Mister Mystery has to be the least intimidating horror host ever. He looks like a middle-aged banker who's returned from a costume ball.
"The Hand" would be a hundred times better if we had some clue as to why Tom's twin hates him so. "Just because" doesn't do it when the hater feels compelled to return from the dead to continue his hating. The ludicrous ending with the extra hand further clouds the question of motive. Could Tim be channeling the unformed triplet's anger at not having been born? With a couple of rewrites this could have been an eerie and unsettling story. Ross Andru's art is strong. Andru is under-appreciaated, partly because (in my opinion) eternal inker Mike Esposito didn't serve him well.
"Death a la Carte": Pre-Code horror comics are filled with blameless people meeting undeserved deaths. Still I want some justification for calamity striking. George considers murdering Dennis then decides against it. Dennis dies by accident, but his spirit tortures and kills George as if the man were really a murderer. It does not compute. Art is competent, but if you compare it to the first story you'll see that, contrary to the index card, this wasn't pencilled by Ross Andru.
"The Bloody Jinx" has too many loose ends. It isn't helped by messy panel layouts which need arrows to tell the reader in which order to read them. It vexes me that villain Lucifer H. Diablo looks like the Devil, dresses like the Devil, bears the Devil's name, and even says, "I, Lucifer, command it!"--but he isn't the Devil.
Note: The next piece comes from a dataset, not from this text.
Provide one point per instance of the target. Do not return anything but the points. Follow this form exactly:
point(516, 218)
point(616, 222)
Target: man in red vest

He's just some power-hungry encyclopedia salesman. Mortellaro's drawings are serviceable apart from the bad layouts, but he compulsively fills the walls with what appear to be big pieces of popcorn.
"Television Ghost": Somebody was certainly bitten by Kurtzman before he drew this one. The simple plot is the most coherent in the issue. It's the art that sells the story, though. Reading this I had a sudden nostalgia attack, remembering all those forgotten artifacts of early TV: ghosts, snow, rolling, fringe areas, antenna rotators, rabbit ears, test patterns, and the sign-off prayer.
We've read stories like "The Tree of Vengeance" a million times. I'm curious to know why the villain's original name was whited out and replaced by "Lujack." Respectable Andru artwork.
This comic gets an overall "meh" from me, but the more I look at the ersatz Kurtzman story the more I like it. Was it really drawn by Andru?